Le Tribunal de commerce de Lubumbashi a examiné, mercredi 7 janvier 2026 (RAC 3563), un litige entre la REGIDESO SA et Ruashi Mining SAS portant sur le non respect d’un protocole d’accord de 2005 relatif à l’approvisionnement en eau de la commune de Ruashi.
Le différend porte sur l’exécution d’un protocole signé en 2005. Selon la REGIDESO, l’accord prévoyait que Ruashi Mining exploiterait un plan d’eau dont l’eau serait traitée par la REGIDESO, autoriserait la distribution de cette eau à la population et réaliserait des forages destinés à être raccordés au réseau public. La société d’eau reproche à la société minière d’avoir multiplié des forages indépendants, concurrençant ainsi la REGIDESO et contribuant, selon elle, au manque d’eau potable dans la commune.
REGIDESO rappelle qu’une évaluation menée en 2014 avait déjà mis en lumière des manquements ; à l’époque, Ruashi aurait invoqué des difficultés matérielles tout en s’engageant à produire 180 m3/heure et à cesser les forages autonomes. La REGIDESO soutient que ces engagements n’ont pas été tenus et saisit aujourd’hui le tribunal pour obtenir la constatation de la violation du protocole et des dommages intérêts.
Ruashi Mining, qui a produit le protocole de 2005 et le rapport de 2014, conteste les accusations. La défense affirme que le contrat prévoyait un unique forage de 120 m de profondeur d’une capacité de 180 m3/heure, obligation qu’elle aurait remplie. Elle soutient que la REGIDESO ne s’était pas formellement plainte en 2014 et qu’une demande de révision de l’accord n’a été formulée qu’en 2023, proposition refusée par Ruashi. Sur le plan juridique, la défense demande l’irrecevabilité de l’action au motif, notamment, de l’article 16 de l’Acte uniforme, invoquant l’inaction prolongée de la demanderesse.

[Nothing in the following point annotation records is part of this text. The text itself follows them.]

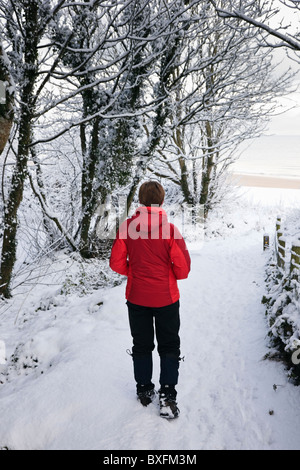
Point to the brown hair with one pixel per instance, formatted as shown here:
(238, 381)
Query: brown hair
(150, 193)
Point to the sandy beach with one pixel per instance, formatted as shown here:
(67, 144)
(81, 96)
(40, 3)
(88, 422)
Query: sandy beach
(262, 181)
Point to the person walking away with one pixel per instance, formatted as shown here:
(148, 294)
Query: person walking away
(153, 255)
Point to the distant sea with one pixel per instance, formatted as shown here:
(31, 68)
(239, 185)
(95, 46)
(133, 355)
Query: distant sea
(271, 155)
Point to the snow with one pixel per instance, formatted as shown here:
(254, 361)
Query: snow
(68, 381)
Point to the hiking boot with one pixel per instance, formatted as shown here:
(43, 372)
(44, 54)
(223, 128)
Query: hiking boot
(167, 403)
(145, 396)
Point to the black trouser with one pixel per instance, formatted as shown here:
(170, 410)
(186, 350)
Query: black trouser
(167, 323)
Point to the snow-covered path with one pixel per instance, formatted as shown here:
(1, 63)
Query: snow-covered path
(86, 399)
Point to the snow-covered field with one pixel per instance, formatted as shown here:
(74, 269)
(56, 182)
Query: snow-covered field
(68, 381)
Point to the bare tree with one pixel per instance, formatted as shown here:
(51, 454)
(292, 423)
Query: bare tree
(6, 99)
(230, 99)
(258, 15)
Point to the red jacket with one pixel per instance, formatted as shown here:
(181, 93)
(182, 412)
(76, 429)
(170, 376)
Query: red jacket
(151, 252)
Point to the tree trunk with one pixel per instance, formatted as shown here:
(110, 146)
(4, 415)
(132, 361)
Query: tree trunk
(208, 167)
(87, 191)
(6, 100)
(12, 204)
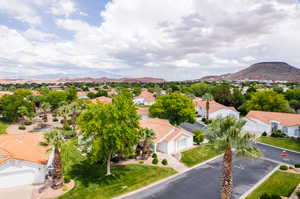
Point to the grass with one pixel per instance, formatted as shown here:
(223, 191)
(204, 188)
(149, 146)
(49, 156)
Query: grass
(280, 183)
(92, 184)
(198, 155)
(3, 127)
(286, 143)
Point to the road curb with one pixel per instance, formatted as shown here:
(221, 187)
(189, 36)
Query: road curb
(259, 183)
(279, 147)
(167, 179)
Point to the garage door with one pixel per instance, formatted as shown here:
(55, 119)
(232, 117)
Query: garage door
(17, 178)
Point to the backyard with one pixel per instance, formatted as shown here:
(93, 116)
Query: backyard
(91, 182)
(280, 183)
(287, 143)
(199, 154)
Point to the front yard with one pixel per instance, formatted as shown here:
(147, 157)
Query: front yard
(280, 183)
(199, 154)
(92, 184)
(286, 143)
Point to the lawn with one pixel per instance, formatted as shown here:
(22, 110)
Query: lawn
(198, 155)
(3, 126)
(286, 143)
(280, 183)
(92, 184)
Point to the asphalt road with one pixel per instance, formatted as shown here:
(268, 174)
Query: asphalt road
(203, 182)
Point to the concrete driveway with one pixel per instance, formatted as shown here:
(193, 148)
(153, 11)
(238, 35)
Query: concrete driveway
(203, 182)
(22, 192)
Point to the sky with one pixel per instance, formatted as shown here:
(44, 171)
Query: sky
(171, 39)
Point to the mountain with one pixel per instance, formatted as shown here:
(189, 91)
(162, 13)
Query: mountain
(275, 71)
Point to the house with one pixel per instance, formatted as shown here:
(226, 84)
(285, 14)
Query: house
(169, 139)
(145, 98)
(261, 121)
(102, 99)
(22, 160)
(215, 109)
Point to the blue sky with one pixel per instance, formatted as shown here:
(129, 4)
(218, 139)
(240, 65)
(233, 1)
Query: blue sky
(172, 39)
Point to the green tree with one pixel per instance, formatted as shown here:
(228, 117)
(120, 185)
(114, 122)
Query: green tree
(55, 139)
(114, 127)
(148, 136)
(267, 100)
(225, 134)
(208, 98)
(175, 107)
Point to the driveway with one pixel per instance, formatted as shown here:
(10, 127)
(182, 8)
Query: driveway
(203, 181)
(22, 192)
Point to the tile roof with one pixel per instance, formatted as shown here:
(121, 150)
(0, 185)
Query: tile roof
(286, 119)
(23, 146)
(147, 96)
(105, 100)
(163, 129)
(213, 105)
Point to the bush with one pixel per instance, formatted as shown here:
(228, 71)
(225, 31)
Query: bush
(22, 127)
(264, 134)
(283, 167)
(164, 162)
(154, 155)
(278, 134)
(155, 161)
(297, 165)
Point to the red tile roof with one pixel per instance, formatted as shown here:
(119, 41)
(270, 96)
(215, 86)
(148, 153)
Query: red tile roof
(286, 119)
(23, 147)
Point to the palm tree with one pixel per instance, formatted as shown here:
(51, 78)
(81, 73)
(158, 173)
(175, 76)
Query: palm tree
(45, 107)
(148, 136)
(55, 140)
(226, 134)
(208, 98)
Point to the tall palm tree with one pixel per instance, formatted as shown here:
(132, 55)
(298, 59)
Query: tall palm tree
(45, 106)
(55, 140)
(208, 98)
(226, 134)
(148, 136)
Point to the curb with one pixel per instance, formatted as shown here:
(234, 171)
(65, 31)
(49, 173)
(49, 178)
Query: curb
(259, 183)
(279, 148)
(167, 179)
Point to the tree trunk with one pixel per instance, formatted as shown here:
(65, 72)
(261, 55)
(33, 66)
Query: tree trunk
(207, 110)
(58, 175)
(227, 183)
(108, 173)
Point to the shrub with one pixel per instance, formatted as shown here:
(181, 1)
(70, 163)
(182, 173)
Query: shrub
(155, 161)
(297, 165)
(264, 134)
(154, 155)
(22, 127)
(164, 162)
(278, 134)
(283, 167)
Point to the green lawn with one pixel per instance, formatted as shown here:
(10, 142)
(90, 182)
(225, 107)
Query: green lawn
(198, 155)
(286, 143)
(279, 183)
(3, 126)
(92, 184)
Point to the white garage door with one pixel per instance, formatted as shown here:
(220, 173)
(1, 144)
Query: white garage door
(17, 178)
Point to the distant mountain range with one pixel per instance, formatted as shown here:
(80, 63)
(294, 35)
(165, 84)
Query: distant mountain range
(275, 71)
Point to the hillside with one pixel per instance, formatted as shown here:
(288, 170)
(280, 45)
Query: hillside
(275, 71)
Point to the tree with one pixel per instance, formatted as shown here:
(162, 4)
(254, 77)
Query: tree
(45, 106)
(55, 140)
(114, 128)
(225, 134)
(175, 107)
(208, 98)
(267, 100)
(148, 136)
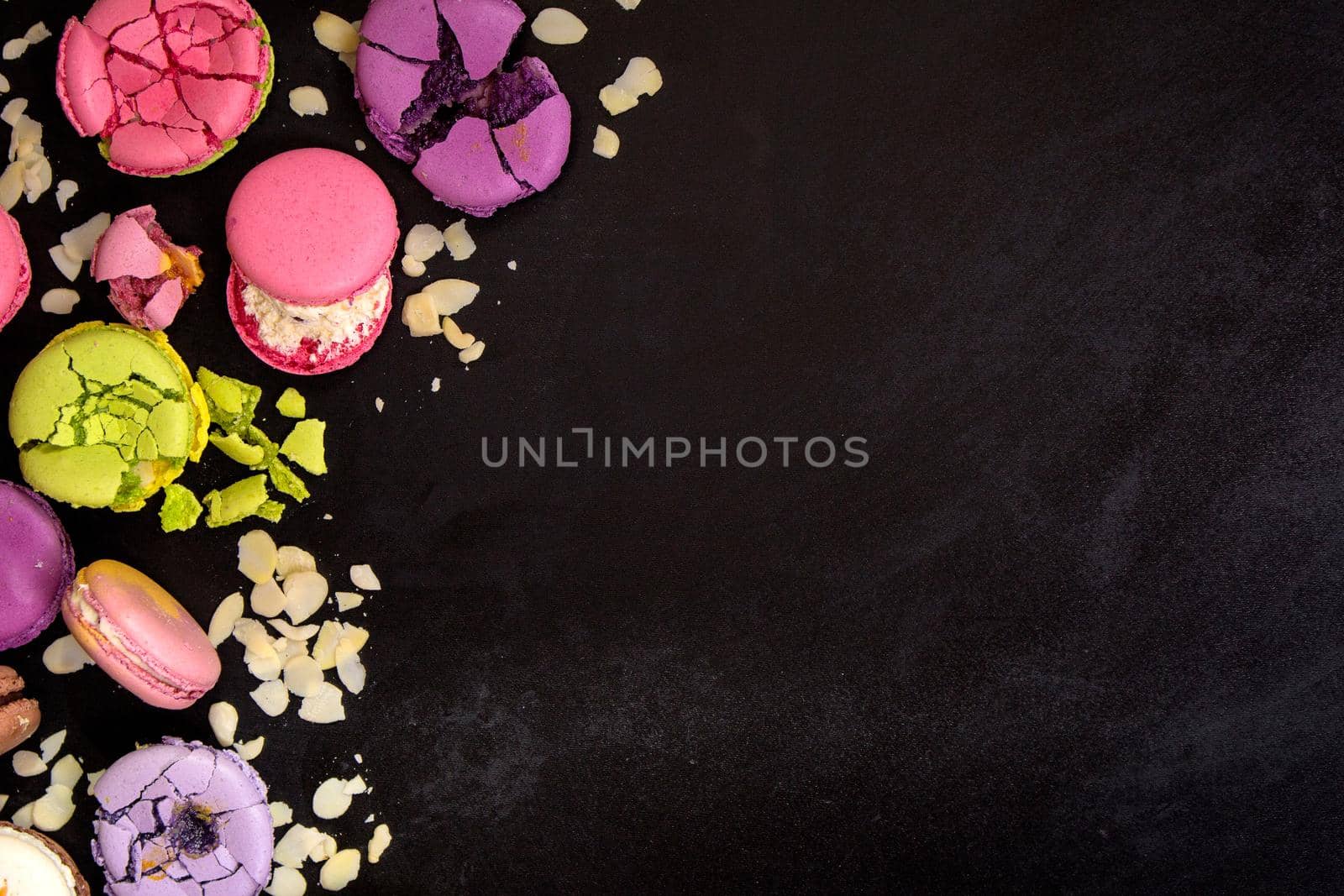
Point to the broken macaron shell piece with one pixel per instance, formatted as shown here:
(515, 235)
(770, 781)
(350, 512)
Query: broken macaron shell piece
(429, 78)
(140, 636)
(312, 234)
(105, 417)
(15, 271)
(165, 85)
(37, 564)
(33, 862)
(181, 817)
(150, 277)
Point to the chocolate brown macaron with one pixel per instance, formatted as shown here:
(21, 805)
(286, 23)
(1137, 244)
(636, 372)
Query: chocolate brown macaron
(19, 715)
(31, 862)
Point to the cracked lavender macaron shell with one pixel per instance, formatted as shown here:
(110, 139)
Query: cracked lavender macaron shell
(15, 271)
(37, 564)
(181, 817)
(429, 81)
(140, 636)
(167, 85)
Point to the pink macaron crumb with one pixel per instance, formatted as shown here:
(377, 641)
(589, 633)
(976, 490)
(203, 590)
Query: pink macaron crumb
(150, 277)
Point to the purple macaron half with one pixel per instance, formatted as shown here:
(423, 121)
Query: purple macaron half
(181, 817)
(429, 76)
(37, 564)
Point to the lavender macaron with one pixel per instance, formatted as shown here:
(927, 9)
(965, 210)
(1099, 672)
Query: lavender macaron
(37, 564)
(430, 81)
(181, 817)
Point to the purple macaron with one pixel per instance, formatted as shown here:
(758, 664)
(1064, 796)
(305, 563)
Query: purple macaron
(183, 819)
(37, 564)
(429, 78)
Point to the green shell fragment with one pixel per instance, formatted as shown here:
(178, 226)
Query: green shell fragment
(107, 416)
(292, 405)
(306, 446)
(237, 449)
(233, 403)
(286, 481)
(237, 503)
(181, 510)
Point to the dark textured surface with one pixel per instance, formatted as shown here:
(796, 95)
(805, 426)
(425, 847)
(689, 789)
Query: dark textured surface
(1077, 626)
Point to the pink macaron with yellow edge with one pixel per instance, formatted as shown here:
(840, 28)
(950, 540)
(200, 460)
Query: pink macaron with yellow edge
(140, 636)
(312, 234)
(15, 271)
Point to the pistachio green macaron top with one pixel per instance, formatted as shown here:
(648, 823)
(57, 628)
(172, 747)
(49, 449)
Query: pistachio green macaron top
(105, 417)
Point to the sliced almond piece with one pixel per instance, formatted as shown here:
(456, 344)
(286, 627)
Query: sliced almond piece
(226, 616)
(65, 656)
(257, 557)
(324, 705)
(272, 698)
(223, 723)
(329, 799)
(304, 594)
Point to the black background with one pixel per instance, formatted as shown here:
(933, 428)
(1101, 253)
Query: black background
(1074, 275)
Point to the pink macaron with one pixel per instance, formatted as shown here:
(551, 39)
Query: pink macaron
(140, 636)
(312, 234)
(15, 273)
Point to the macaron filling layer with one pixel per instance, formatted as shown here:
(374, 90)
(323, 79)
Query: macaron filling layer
(319, 328)
(165, 85)
(429, 76)
(105, 416)
(113, 641)
(29, 866)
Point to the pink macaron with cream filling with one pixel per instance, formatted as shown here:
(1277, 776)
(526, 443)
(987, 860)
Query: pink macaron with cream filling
(15, 271)
(312, 234)
(140, 636)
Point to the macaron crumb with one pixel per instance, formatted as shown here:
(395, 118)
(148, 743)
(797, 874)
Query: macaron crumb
(65, 656)
(459, 242)
(306, 446)
(606, 143)
(292, 405)
(181, 510)
(66, 191)
(308, 101)
(60, 301)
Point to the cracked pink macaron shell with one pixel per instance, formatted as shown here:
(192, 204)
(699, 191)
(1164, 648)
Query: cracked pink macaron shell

La REGIDESO réclame, pour sa part, que l’action soit déclarée recevable et fondée, et la condamnation de Ruashi Mining au paiement de dommages et intérêts. Après les débats et l’audition des deux parties, le Tribunal de commerce de Lubumbashi a mis l’affaire en délibéré.
La décision attendue pèsera autant sur l’application des accords publics privés que sur l’accès à l’eau potable pour les habitants de Ruashi.